The flagship Help to Buy scheme will not help Hampshire families on modest incomes climb onto the property ladder, a study has found.

Eye-watering mortgage repayment costs will continue to put home ownership out of the reach of low and middle-income families, a think-tank warned.

It is calling, instead, for more ‘shared ownership’ with housing associations, which would be “more affordable and much lower-risk” than Help to Buy.

The conclusions will embarrass David Cameron, who has championed the scheme as a way for ordinary people to achieve the dream of home ownership.

The Treasury is underwriting up to £130bn of home loans to persuade lenders to make mortgages available with a deposit of just five per cent of the purchase price.

In Southampton, where a typical terraced home costs £160,000, a buyer would have to find just £8,000 – instead of up to £30,000, as currently demanded.

But think-tank the Resolution Foundation said the problem was the scale of monthly mortgage repayments, not simply finding the required deposit. It found that in a staggering two-thirds of the country they could not be afforded by a couple with one child on a disposable income (after tax) of £22,000.

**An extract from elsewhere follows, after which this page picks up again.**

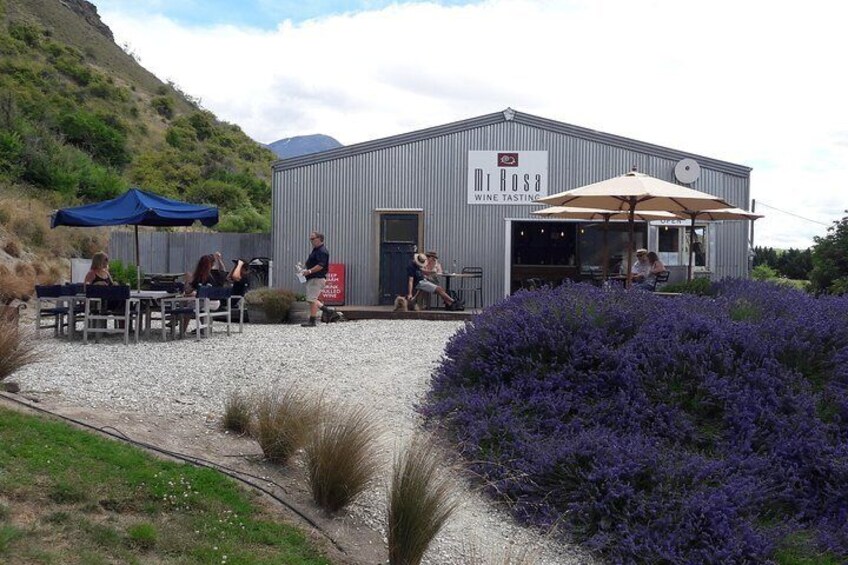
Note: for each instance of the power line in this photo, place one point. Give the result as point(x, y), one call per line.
point(792, 214)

A mortgage is widely considered to be unaffordable if a household must set aside more than 35 per cent of its post-tax income for the mortgage. In Southampton a couple would need to spend 49 per cent of their available cash – or £900 a month – to repay the home loan. And that proportion would be even higher in most of Hampshire, in Fareham (53 per cent), Eastleigh (54 per cent), Test Valley (54 per cent) and New Forest (63 per cent).

In Winchester a couple with a post-tax income of £22,000 would have to put aside a staggering 73 per cent of it – or £1,337 each month – for the mortgage.

Vidhya Alakeson, the thinktank’s deputy chief executive, said: “The aspiration to own a home remains strong among millions of families.

“But the growing gap between renting and home ownership is too great for many, especially in London, but also in hotspots across the country.”

In contrast the same couple could afford a 25 per cent share of a two-bedroom home across Hampshire – spending 24 per cent of post-tax income in Southampton, for example. Furthermore, the Resolution Foundation’s study is based on property prices at the start of the year – before recent rises, which will have hiked mortgage costs further.

But Mr Cameron has hailed the scheme for “already delivering”, after 2,384 people put in offers in just the first four weeks of Help to Buy.

Earlier this month he said: “Most Help to Buy applicants are first-time buyers, young and have a roughly average household income.”